Collect comments from srf.ch. Tool can be used for research such as data science, political analysis or also (to some extent) OSINT. IMPORTANT: Use at own risk, the data collected by this tool contains personal data that can be used to track the behaviour of specific people (as with all data from social media). Check rules / data ownership etc. and anonymise data before publishing anything.
This tool can be used to periodically collect the comments available on different articles on srf.ch. SRF is a media plattform from Switzerland, content is in german and the topics with comments usually concern Switzerland. The comments are curated and users required to comment with their real name. This leads to a higher quality of comments compared to other plattforms.
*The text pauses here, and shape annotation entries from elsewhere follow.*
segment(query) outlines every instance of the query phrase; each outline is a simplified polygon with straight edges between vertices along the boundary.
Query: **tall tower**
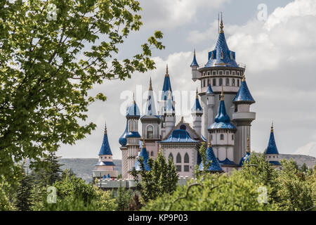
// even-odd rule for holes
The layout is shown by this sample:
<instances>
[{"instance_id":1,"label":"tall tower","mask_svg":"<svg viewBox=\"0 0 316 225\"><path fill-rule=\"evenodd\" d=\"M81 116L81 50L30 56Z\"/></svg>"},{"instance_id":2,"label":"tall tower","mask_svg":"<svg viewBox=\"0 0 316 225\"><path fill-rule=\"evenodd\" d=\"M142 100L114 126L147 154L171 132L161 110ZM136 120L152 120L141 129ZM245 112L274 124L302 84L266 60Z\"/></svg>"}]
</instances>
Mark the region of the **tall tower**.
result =
<instances>
[{"instance_id":1,"label":"tall tower","mask_svg":"<svg viewBox=\"0 0 316 225\"><path fill-rule=\"evenodd\" d=\"M96 165L95 170L93 172L93 177L117 177L118 172L114 170L115 165L113 162L111 148L109 144L106 124L104 129L103 141L98 155L99 161Z\"/></svg>"},{"instance_id":2,"label":"tall tower","mask_svg":"<svg viewBox=\"0 0 316 225\"><path fill-rule=\"evenodd\" d=\"M160 116L161 125L160 125L160 136L163 139L168 132L166 131L166 106L167 103L167 98L169 96L169 93L171 96L171 103L174 110L175 102L172 96L171 84L170 82L170 77L168 71L168 65L166 68L166 75L164 75L164 86L162 86L162 92L160 100L158 101L158 115ZM174 117L176 123L176 117ZM170 123L170 121L169 121Z\"/></svg>"},{"instance_id":3,"label":"tall tower","mask_svg":"<svg viewBox=\"0 0 316 225\"><path fill-rule=\"evenodd\" d=\"M245 70L244 66L236 63L235 53L229 49L223 27L222 18L215 49L209 52L206 64L204 67L199 67L195 57L191 64L192 79L198 79L201 82L201 92L199 94L201 96L202 108L204 109L204 115L202 117L202 131L204 132L202 134L204 136L207 136L207 127L213 123L212 120L216 117L217 109L220 106L222 86L225 94L227 113L232 117L232 112L234 112L232 100L238 92ZM214 102L211 105L207 103L206 94L210 84L214 97ZM212 108L216 110L212 110ZM207 112L206 109L208 109ZM211 109L210 111L209 109ZM209 115L211 113L213 115Z\"/></svg>"},{"instance_id":4,"label":"tall tower","mask_svg":"<svg viewBox=\"0 0 316 225\"><path fill-rule=\"evenodd\" d=\"M201 136L202 116L203 115L203 109L199 104L199 96L197 95L197 93L198 91L197 89L197 95L195 96L195 103L191 109L191 115L193 117L192 128L197 133L197 134L199 134L199 136Z\"/></svg>"},{"instance_id":5,"label":"tall tower","mask_svg":"<svg viewBox=\"0 0 316 225\"><path fill-rule=\"evenodd\" d=\"M126 158L123 157L122 164L126 164L125 168L127 169L122 171L122 178L133 178L129 174L135 164L136 157L138 155L139 139L140 135L138 133L138 120L140 117L140 113L138 106L135 101L134 95L133 94L133 101L129 103L126 110L127 119L127 134L126 138ZM122 154L124 155L124 154ZM126 161L125 161L125 160Z\"/></svg>"},{"instance_id":6,"label":"tall tower","mask_svg":"<svg viewBox=\"0 0 316 225\"><path fill-rule=\"evenodd\" d=\"M279 151L275 144L275 134L273 131L273 122L271 126L271 132L270 133L269 143L265 150L265 159L274 166L279 167Z\"/></svg>"},{"instance_id":7,"label":"tall tower","mask_svg":"<svg viewBox=\"0 0 316 225\"><path fill-rule=\"evenodd\" d=\"M244 75L242 79L238 93L232 103L235 104L235 112L232 113L232 120L235 122L237 131L235 146L239 151L235 151L235 162L239 162L245 155L247 144L247 137L251 139L251 122L256 119L256 112L250 112L250 105L256 101L250 94ZM250 148L249 142L249 148Z\"/></svg>"}]
</instances>

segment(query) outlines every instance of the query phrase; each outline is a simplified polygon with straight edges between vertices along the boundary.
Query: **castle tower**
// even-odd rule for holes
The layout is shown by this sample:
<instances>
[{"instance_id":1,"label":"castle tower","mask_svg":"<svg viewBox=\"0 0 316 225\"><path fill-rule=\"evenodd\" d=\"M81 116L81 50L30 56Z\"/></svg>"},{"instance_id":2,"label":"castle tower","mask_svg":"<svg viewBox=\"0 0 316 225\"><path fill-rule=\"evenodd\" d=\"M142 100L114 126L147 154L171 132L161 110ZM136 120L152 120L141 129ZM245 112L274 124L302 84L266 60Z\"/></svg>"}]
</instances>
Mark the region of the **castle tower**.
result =
<instances>
[{"instance_id":1,"label":"castle tower","mask_svg":"<svg viewBox=\"0 0 316 225\"><path fill-rule=\"evenodd\" d=\"M212 120L216 117L217 109L220 106L222 86L225 94L227 113L232 118L234 112L232 100L238 92L242 75L245 70L244 66L242 66L236 62L235 53L229 49L223 27L222 18L215 49L209 52L208 61L204 67L197 67L197 63L192 65L192 79L197 79L201 81L201 92L199 94L201 96L202 108L204 109L204 115L202 117L202 131L204 132L202 134L204 136L207 136L207 127L213 122ZM206 94L210 84L214 95L214 102L211 105L211 107L207 103ZM211 109L212 108L216 110L210 110L210 111L206 112L206 109L209 110L209 108ZM210 116L209 114L211 113L213 113L213 115ZM235 123L235 122L232 122Z\"/></svg>"},{"instance_id":2,"label":"castle tower","mask_svg":"<svg viewBox=\"0 0 316 225\"><path fill-rule=\"evenodd\" d=\"M104 129L103 141L98 155L99 161L96 165L95 170L93 172L93 180L95 177L117 178L118 172L114 170L115 165L113 162L111 148L109 144L106 124Z\"/></svg>"},{"instance_id":3,"label":"castle tower","mask_svg":"<svg viewBox=\"0 0 316 225\"><path fill-rule=\"evenodd\" d=\"M176 115L171 97L171 91L169 91L168 100L166 103L164 120L166 123L165 135L168 135L168 134L171 131L176 124Z\"/></svg>"},{"instance_id":4,"label":"castle tower","mask_svg":"<svg viewBox=\"0 0 316 225\"><path fill-rule=\"evenodd\" d=\"M230 172L231 169L226 167L237 165L233 162L236 127L230 122L230 118L226 112L223 89L218 113L214 120L215 122L209 127L209 139L210 139L213 143L214 153L218 158L223 169L225 169L225 172Z\"/></svg>"},{"instance_id":5,"label":"castle tower","mask_svg":"<svg viewBox=\"0 0 316 225\"><path fill-rule=\"evenodd\" d=\"M269 162L276 167L281 166L279 158L279 151L275 144L275 134L273 132L273 122L271 126L271 132L270 133L269 143L265 150L265 159Z\"/></svg>"},{"instance_id":6,"label":"castle tower","mask_svg":"<svg viewBox=\"0 0 316 225\"><path fill-rule=\"evenodd\" d=\"M170 77L168 71L168 65L167 65L166 68L166 75L164 75L164 86L162 86L162 96L160 100L158 101L159 105L158 115L160 116L161 119L160 136L162 139L164 138L167 133L166 131L165 115L166 115L166 105L167 103L167 98L169 95L169 92L171 94L171 102L173 108L174 109L175 103L173 101L173 97L172 96L171 84L170 82ZM176 117L174 117L174 120L176 120Z\"/></svg>"},{"instance_id":7,"label":"castle tower","mask_svg":"<svg viewBox=\"0 0 316 225\"><path fill-rule=\"evenodd\" d=\"M122 178L131 179L133 176L129 174L129 171L134 165L136 158L138 155L138 141L140 138L138 133L138 120L140 117L140 113L133 94L133 101L127 107L126 116L127 134L126 148L122 150Z\"/></svg>"},{"instance_id":8,"label":"castle tower","mask_svg":"<svg viewBox=\"0 0 316 225\"><path fill-rule=\"evenodd\" d=\"M140 117L140 122L142 122L142 136L144 139L143 142L146 143L148 153L154 159L158 155L158 144L156 141L161 140L159 125L161 120L160 117L156 112L154 103L152 79L150 78L146 111L145 115Z\"/></svg>"},{"instance_id":9,"label":"castle tower","mask_svg":"<svg viewBox=\"0 0 316 225\"><path fill-rule=\"evenodd\" d=\"M195 103L191 109L191 115L193 117L192 128L197 133L197 134L199 134L199 136L201 136L202 116L203 115L203 110L199 104L199 96L197 95L197 95L195 96Z\"/></svg>"},{"instance_id":10,"label":"castle tower","mask_svg":"<svg viewBox=\"0 0 316 225\"><path fill-rule=\"evenodd\" d=\"M211 161L211 165L209 167L208 170L211 173L221 173L224 171L223 170L220 165L218 162L218 159L215 156L214 152L213 151L213 148L211 144L211 141L209 140L209 143L207 144L206 149L206 160L208 162ZM199 165L199 169L200 171L203 170L203 162L201 162Z\"/></svg>"},{"instance_id":11,"label":"castle tower","mask_svg":"<svg viewBox=\"0 0 316 225\"><path fill-rule=\"evenodd\" d=\"M240 150L235 152L235 162L239 162L246 153L247 137L249 138L250 141L251 122L256 119L256 112L250 112L250 105L255 102L248 89L244 75L238 93L232 101L235 104L232 120L235 122L237 128L235 146L236 149Z\"/></svg>"},{"instance_id":12,"label":"castle tower","mask_svg":"<svg viewBox=\"0 0 316 225\"><path fill-rule=\"evenodd\" d=\"M250 157L250 139L249 137L247 138L247 149L246 150L246 155L242 158L239 162L239 166L242 166L244 163L246 162L249 161L249 157Z\"/></svg>"}]
</instances>

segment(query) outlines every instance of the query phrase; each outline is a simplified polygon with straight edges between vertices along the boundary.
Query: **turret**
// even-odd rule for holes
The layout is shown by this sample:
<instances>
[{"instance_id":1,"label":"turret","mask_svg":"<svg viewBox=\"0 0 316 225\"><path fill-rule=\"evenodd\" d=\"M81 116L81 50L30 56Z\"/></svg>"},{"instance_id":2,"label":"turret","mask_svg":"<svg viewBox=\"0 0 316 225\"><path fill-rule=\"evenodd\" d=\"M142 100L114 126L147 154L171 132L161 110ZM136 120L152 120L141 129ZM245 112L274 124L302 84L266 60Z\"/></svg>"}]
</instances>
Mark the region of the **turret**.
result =
<instances>
[{"instance_id":1,"label":"turret","mask_svg":"<svg viewBox=\"0 0 316 225\"><path fill-rule=\"evenodd\" d=\"M269 143L265 150L265 159L275 166L280 166L279 160L279 151L275 144L275 135L273 132L273 122L271 126L271 132L270 133Z\"/></svg>"},{"instance_id":2,"label":"turret","mask_svg":"<svg viewBox=\"0 0 316 225\"><path fill-rule=\"evenodd\" d=\"M199 96L197 95L197 94L195 96L195 103L193 107L191 109L191 115L193 117L193 126L192 128L195 131L199 134L199 136L201 136L201 128L202 128L202 116L203 115L203 109L199 104Z\"/></svg>"},{"instance_id":3,"label":"turret","mask_svg":"<svg viewBox=\"0 0 316 225\"><path fill-rule=\"evenodd\" d=\"M105 124L103 134L103 141L99 151L99 160L96 165L93 171L93 177L110 176L116 178L118 176L118 172L114 170L115 165L113 162L111 148L109 144L109 139L107 137L107 126Z\"/></svg>"},{"instance_id":4,"label":"turret","mask_svg":"<svg viewBox=\"0 0 316 225\"><path fill-rule=\"evenodd\" d=\"M236 123L237 131L236 132L235 148L240 149L239 152L235 152L237 160L245 155L247 137L251 138L251 122L256 119L256 112L250 112L250 105L256 101L250 94L246 82L244 75L237 94L232 100L235 112L232 113L232 120Z\"/></svg>"},{"instance_id":5,"label":"turret","mask_svg":"<svg viewBox=\"0 0 316 225\"><path fill-rule=\"evenodd\" d=\"M190 66L192 68L192 79L195 82L197 77L200 76L199 72L198 70L199 64L197 64L197 58L195 57L195 49L193 54L193 60L192 61L192 63Z\"/></svg>"}]
</instances>

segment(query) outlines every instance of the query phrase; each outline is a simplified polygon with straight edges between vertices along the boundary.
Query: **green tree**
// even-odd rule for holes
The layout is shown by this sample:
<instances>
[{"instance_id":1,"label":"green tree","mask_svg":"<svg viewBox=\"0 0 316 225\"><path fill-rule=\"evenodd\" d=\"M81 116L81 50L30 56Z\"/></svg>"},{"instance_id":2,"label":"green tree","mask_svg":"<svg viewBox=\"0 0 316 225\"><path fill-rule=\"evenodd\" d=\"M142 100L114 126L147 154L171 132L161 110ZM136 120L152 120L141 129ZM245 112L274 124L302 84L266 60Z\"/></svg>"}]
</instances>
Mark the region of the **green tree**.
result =
<instances>
[{"instance_id":1,"label":"green tree","mask_svg":"<svg viewBox=\"0 0 316 225\"><path fill-rule=\"evenodd\" d=\"M275 210L273 203L258 200L254 176L234 171L230 175L209 174L178 186L172 194L150 200L143 210ZM269 187L267 188L270 192Z\"/></svg>"},{"instance_id":2,"label":"green tree","mask_svg":"<svg viewBox=\"0 0 316 225\"><path fill-rule=\"evenodd\" d=\"M142 25L140 10L135 0L0 1L0 174L90 134L88 106L106 100L89 96L93 84L154 68L152 51L164 48L158 31L140 53L118 58Z\"/></svg>"},{"instance_id":3,"label":"green tree","mask_svg":"<svg viewBox=\"0 0 316 225\"><path fill-rule=\"evenodd\" d=\"M168 160L168 163L166 162L161 150L156 160L150 158L148 159L150 171L145 169L143 158L138 160L141 170L136 171L133 168L131 174L136 180L136 190L140 193L143 202L176 190L178 179L176 166L171 158Z\"/></svg>"},{"instance_id":4,"label":"green tree","mask_svg":"<svg viewBox=\"0 0 316 225\"><path fill-rule=\"evenodd\" d=\"M24 167L21 168L22 179L20 181L20 185L16 191L15 207L18 210L29 211L32 206L32 177L27 173L25 174Z\"/></svg>"}]
</instances>

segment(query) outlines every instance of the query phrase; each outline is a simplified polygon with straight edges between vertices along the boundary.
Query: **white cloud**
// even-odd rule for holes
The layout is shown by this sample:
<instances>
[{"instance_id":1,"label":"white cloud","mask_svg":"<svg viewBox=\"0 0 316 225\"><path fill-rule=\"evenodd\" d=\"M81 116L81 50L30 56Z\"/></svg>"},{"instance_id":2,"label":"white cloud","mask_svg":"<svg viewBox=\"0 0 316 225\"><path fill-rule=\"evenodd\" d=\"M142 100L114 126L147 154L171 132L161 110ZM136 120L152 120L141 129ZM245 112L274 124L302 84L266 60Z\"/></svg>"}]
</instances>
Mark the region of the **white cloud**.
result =
<instances>
[{"instance_id":1,"label":"white cloud","mask_svg":"<svg viewBox=\"0 0 316 225\"><path fill-rule=\"evenodd\" d=\"M300 147L295 152L295 154L310 155L316 158L316 141L312 141Z\"/></svg>"}]
</instances>

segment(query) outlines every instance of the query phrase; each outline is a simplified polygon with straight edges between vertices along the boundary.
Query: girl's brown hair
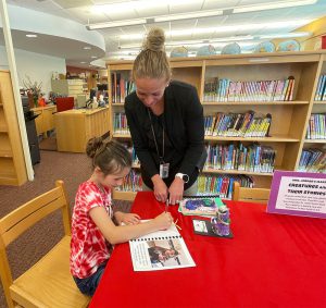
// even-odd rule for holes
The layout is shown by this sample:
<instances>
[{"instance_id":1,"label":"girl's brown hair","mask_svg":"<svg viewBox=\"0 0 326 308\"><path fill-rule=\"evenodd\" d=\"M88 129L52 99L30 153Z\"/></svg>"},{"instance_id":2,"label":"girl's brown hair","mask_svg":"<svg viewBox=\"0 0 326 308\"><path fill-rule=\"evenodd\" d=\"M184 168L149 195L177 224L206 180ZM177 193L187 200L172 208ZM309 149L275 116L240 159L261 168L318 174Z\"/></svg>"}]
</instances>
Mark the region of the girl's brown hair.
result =
<instances>
[{"instance_id":1,"label":"girl's brown hair","mask_svg":"<svg viewBox=\"0 0 326 308\"><path fill-rule=\"evenodd\" d=\"M151 28L142 50L134 61L133 78L171 78L171 67L164 48L165 35L161 28Z\"/></svg>"},{"instance_id":2,"label":"girl's brown hair","mask_svg":"<svg viewBox=\"0 0 326 308\"><path fill-rule=\"evenodd\" d=\"M131 168L131 156L121 143L102 137L88 140L86 153L92 159L92 168L99 167L106 176Z\"/></svg>"}]
</instances>

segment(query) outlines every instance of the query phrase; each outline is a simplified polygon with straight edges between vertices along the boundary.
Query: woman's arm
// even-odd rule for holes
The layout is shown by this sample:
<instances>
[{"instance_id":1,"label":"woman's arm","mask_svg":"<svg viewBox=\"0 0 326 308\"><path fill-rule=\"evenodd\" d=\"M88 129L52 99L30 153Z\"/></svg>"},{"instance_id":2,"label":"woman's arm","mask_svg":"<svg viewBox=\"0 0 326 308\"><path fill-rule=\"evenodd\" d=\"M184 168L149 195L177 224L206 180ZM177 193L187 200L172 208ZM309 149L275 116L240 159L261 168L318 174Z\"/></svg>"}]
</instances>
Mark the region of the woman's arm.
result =
<instances>
[{"instance_id":1,"label":"woman's arm","mask_svg":"<svg viewBox=\"0 0 326 308\"><path fill-rule=\"evenodd\" d=\"M151 232L168 229L173 221L171 213L163 212L148 222L136 225L116 226L105 209L102 207L90 209L89 215L95 224L99 227L103 236L113 245L128 242L131 238L136 238Z\"/></svg>"}]
</instances>

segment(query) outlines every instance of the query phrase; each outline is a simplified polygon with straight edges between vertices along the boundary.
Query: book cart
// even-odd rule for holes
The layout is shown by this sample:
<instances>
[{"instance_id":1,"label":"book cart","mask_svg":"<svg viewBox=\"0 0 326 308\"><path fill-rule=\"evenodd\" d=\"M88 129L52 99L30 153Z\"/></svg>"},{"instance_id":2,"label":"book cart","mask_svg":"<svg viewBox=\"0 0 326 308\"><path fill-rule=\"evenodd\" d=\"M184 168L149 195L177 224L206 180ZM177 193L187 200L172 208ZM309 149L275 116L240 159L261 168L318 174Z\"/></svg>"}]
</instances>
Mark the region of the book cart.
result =
<instances>
[{"instance_id":1,"label":"book cart","mask_svg":"<svg viewBox=\"0 0 326 308\"><path fill-rule=\"evenodd\" d=\"M275 151L274 170L298 170L301 153L309 149L324 150L325 138L306 139L306 130L312 113L326 113L326 101L315 101L315 93L321 74L326 74L326 52L299 51L299 52L273 52L251 54L210 56L196 58L171 59L173 79L179 79L192 84L199 94L203 104L204 116L216 116L220 113L244 114L249 110L255 114L269 114L272 118L268 136L223 136L205 134L205 144L239 145L244 147L259 144L269 147ZM133 90L130 71L133 61L108 62L110 114L113 137L121 141L130 143L130 134L124 118L124 97ZM292 78L290 93L256 94L254 87L244 88L237 97L227 98L227 89L224 97L217 95L213 99L208 96L209 81L229 79L241 83L258 83L271 81L287 81ZM264 84L264 83L263 83ZM265 84L264 84L265 85ZM284 87L285 88L285 87ZM222 87L223 89L223 87ZM286 99L286 100L284 100ZM114 119L116 116L118 120ZM116 126L116 122L118 125ZM318 123L319 124L319 123ZM216 128L216 126L215 126ZM319 131L325 131L325 126ZM137 170L138 164L134 168ZM212 168L205 165L204 176L230 174L249 175L255 187L268 188L272 183L273 170L263 172L251 169L238 170L237 168ZM131 200L136 193L114 192L114 198Z\"/></svg>"}]
</instances>

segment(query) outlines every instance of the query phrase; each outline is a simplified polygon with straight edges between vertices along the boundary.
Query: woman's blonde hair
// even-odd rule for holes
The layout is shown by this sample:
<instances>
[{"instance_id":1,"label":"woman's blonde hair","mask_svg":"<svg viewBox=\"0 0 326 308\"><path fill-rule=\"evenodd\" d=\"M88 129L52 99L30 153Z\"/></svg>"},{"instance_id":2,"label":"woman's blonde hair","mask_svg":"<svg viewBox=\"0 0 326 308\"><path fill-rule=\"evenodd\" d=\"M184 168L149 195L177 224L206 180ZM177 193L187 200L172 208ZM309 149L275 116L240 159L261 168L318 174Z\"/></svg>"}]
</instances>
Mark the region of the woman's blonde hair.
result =
<instances>
[{"instance_id":1,"label":"woman's blonde hair","mask_svg":"<svg viewBox=\"0 0 326 308\"><path fill-rule=\"evenodd\" d=\"M165 53L165 35L161 28L151 28L142 44L142 50L137 56L133 78L171 78L171 67Z\"/></svg>"}]
</instances>

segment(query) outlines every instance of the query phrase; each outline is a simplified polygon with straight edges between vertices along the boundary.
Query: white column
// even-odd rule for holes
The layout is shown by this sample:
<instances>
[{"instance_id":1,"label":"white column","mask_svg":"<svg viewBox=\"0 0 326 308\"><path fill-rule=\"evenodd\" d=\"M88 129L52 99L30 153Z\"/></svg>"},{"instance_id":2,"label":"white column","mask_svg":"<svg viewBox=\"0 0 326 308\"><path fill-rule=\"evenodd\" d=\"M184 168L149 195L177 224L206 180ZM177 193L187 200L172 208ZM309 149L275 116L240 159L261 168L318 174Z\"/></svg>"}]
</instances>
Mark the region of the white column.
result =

Whenever we discover an article, we add an entry as "Article". We check if it has comments activated. If it does, we set "hascomments" to true. If the comment section is not closed yet, we don't fetch the comments yet. As long as "commentsfetched" is false, we check if the comment section is closed (upon next run). If the comments close, we set "commentsfetched" to true and fetch all the comments.
Contains all the users that posted a comment with their username and full name
Definition for a comment. References the article for which it was written and references the User that wrote the comment. Can also reference another comment if it is a reply. Contains the amount of likes the comment received.
The tool needs to be started once (ideally docker-compose or podman), it then reloads the data every hour. This time-period can be set in settings.py
when running directly with python or settings-docker.py
when using docker-compose, docker or podman
sudo docker-compose up -d
- Build:
podman build -f ./Dockerfile --tag srf-collector
- Make sure the directory
database
exists - Run with volume:
podman run -v $(pwd)/database:/collector/database srf-collector
- Install requirements
pip3 install -r requirements.txt
- Run it
python3 main.py
Data is saved into an sqlite-databse. It is located in the database
directory where the tool is run. The database contains the tables mentioned above. Use SQL to perform your analysis. I might implement some functionality to analyse the data in the tool itself later.
Should you use this tool for an academic publication, please cite it as outlined in the CITATION.cff
file.